In New Zealand, the competing parties and politicians have arrived at a broad consensus on the threat posed by climate change and they vie with each other as to which has the best plan for remedial action; but in the US, that issue, despite bushfires and hurricanes, has been downplayed.
And similarly, while manifestations of racism are deplored in New Zealand and seen as calling for action, one of the candidates for high office in the US is accused (with some justice) of fanning the flames of racial prejudice.
It is when we consider the role and responsibilities of leadership, however, that the contrast is at its most stark.
The American election's focus on electing a president necessarily means that the leadership qualities offered by the individual presidential candidates are at the heart of the debate.
This is not to say that New Zealand's parliamentary system of government means that the nature and style of leadership is not also a vitally important consideration.
The questions about leadership, however, have played very different roles in the two elections.
In the US, it is no exaggeration to say that the election is entirely about the personality of one of the candidates - and that is how that candidate wants it and sees it.
For the American voter, there is really only one issue - is Donald Trump fit to be president?
It is the candidate himself who makes that the issue.

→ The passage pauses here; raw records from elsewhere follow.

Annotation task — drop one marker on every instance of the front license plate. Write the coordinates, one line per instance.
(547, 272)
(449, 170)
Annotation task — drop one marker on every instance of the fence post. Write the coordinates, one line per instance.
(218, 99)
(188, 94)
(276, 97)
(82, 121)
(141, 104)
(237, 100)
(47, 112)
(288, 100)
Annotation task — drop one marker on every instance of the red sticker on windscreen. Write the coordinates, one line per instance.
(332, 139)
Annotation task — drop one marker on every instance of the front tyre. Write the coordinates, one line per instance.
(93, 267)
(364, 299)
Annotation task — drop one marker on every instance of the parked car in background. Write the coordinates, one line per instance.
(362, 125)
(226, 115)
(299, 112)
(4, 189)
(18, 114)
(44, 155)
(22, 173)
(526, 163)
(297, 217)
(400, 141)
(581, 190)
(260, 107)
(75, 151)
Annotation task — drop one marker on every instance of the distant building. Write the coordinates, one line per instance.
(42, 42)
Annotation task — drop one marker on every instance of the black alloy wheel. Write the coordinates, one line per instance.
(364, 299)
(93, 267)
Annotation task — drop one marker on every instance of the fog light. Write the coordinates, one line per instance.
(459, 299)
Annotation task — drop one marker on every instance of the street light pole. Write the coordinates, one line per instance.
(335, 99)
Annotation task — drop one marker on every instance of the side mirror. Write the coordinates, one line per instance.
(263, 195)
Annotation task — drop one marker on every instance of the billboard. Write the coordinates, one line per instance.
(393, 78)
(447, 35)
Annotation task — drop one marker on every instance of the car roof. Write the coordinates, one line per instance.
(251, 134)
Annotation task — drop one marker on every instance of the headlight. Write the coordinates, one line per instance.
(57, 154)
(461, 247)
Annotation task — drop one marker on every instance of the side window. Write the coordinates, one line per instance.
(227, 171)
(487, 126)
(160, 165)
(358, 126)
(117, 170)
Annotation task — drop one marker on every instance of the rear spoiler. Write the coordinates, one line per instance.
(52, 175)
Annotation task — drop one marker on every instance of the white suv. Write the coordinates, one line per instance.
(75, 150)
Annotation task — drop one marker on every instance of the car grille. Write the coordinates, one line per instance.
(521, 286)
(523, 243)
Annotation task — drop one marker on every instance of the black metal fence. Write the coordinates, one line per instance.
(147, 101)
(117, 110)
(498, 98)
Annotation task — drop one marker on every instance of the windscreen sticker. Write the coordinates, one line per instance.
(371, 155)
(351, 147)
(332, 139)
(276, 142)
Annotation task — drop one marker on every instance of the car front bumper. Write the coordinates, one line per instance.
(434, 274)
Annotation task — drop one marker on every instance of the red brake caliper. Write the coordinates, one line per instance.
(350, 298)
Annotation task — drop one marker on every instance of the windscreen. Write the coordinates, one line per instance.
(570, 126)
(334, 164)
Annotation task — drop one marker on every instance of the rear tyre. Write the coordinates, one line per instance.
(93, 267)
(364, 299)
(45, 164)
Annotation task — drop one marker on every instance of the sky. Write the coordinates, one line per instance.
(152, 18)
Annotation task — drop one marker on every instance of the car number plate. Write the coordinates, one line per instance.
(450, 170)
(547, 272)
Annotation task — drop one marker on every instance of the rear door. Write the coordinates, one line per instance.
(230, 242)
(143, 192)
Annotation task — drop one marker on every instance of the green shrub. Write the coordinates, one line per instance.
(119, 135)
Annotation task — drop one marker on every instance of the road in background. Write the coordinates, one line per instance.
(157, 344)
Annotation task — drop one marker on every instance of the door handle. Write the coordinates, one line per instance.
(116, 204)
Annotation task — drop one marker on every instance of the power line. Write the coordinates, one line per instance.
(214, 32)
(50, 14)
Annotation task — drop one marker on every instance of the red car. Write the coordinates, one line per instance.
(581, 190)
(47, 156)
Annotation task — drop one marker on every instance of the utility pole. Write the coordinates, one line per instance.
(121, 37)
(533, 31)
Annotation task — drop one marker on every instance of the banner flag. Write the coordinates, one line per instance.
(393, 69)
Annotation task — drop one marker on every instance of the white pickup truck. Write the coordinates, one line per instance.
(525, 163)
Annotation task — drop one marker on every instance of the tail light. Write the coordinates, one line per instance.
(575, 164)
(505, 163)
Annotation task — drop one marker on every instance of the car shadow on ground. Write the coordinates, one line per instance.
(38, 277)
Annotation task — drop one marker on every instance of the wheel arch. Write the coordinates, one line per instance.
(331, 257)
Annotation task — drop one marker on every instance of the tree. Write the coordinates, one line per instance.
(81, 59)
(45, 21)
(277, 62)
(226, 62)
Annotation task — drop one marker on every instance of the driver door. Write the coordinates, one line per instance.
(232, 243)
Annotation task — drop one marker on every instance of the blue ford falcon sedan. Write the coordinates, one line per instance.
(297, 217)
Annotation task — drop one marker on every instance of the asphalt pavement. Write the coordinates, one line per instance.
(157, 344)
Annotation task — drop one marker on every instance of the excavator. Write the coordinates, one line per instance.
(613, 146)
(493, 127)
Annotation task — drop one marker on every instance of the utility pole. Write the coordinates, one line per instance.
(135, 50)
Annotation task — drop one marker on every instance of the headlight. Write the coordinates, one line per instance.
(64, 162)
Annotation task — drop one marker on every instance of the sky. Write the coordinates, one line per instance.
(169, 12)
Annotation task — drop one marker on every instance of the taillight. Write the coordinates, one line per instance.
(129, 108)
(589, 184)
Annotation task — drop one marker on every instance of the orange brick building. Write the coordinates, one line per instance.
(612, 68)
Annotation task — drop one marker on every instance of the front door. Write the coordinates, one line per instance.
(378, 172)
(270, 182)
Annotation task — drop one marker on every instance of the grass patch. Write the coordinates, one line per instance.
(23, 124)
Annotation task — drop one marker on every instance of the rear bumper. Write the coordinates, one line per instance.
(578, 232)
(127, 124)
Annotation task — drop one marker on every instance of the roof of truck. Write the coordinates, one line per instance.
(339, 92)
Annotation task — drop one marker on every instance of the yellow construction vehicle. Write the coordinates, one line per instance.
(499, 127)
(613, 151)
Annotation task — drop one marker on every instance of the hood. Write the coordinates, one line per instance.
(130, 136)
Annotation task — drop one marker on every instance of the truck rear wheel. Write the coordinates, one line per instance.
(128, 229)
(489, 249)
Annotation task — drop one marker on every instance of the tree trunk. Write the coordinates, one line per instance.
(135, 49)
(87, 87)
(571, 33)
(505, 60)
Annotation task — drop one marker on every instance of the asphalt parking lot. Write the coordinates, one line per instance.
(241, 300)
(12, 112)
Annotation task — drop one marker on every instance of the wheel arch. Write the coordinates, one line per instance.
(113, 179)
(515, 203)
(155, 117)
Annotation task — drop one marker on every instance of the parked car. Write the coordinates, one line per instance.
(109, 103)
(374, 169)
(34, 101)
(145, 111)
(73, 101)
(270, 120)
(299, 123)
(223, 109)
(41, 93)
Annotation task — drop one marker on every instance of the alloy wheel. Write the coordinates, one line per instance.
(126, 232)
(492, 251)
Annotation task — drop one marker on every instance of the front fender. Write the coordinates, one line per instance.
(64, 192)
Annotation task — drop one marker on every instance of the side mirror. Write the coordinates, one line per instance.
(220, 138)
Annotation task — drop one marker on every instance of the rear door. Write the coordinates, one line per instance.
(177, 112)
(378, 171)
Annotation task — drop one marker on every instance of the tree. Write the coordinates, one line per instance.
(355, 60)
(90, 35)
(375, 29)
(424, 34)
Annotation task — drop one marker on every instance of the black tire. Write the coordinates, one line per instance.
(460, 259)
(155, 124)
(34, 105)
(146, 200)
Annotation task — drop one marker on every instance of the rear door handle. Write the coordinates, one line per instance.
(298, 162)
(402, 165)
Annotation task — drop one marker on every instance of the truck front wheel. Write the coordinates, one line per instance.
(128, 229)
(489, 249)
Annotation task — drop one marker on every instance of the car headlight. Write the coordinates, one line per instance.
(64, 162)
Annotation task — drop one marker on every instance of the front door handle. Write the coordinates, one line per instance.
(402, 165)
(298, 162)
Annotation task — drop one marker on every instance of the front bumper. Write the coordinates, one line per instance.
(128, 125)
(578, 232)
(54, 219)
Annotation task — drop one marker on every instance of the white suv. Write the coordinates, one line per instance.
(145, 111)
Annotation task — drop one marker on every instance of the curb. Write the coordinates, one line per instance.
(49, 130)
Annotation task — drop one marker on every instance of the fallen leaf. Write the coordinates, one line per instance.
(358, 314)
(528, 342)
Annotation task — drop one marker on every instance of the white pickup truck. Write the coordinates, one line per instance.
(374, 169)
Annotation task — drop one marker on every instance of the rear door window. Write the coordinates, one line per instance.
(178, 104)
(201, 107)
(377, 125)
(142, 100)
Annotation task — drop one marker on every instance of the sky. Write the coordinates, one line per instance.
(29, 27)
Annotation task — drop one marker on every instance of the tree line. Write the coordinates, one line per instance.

It is his insistence that he is uniquely qualified for the job that defines the election.
He offers, in my view, a leadership style - based on macho posturing and a fantasy image of himself as a superman - that divides people, that turns them against each other, that emphasises difference, that denies social responsibility, that lauds selfishness and privilege, and that is happy to trade on wild conspiracy theories.
These are not unimportant factors.
It is no exaggeration to say that the American failure to grapple successfully with the pandemic has owed much to Trump's encouragement of confusion about the nature - even the very existence - of the virus, and the fact that he cannot be trusted to tell the truth.
In New Zealand, we are offered a different concept of leadership. We have a leadership that brings us together, that tells us that we are one people, and that treats us as all in the same waka.
We enjoy a leadership that demonstrates kindness, and empathy with those in need and despair, that is straight-talking and "tells it like it is", that treats us as adults, and that recognises that there is much yet to be done if the challenges of climate change, child poverty and endemic racism are to be successfully confronted.
We have benefited from a leadership that has united us in the battle against the coronavirus epidemic and that has made us feel good about ourselves.
We only wish that we could feel as positive about the future faced by the Americans - because the whole world will pay the price if the Americans get it wrong.
Sadly, we cannot pass on our understanding and experience of true leadership to our American friends.
Some of us get confused about the time difference between different parts of the US and New Zealand. "Is it night time in America?" we ask. Let us hope that it isn't.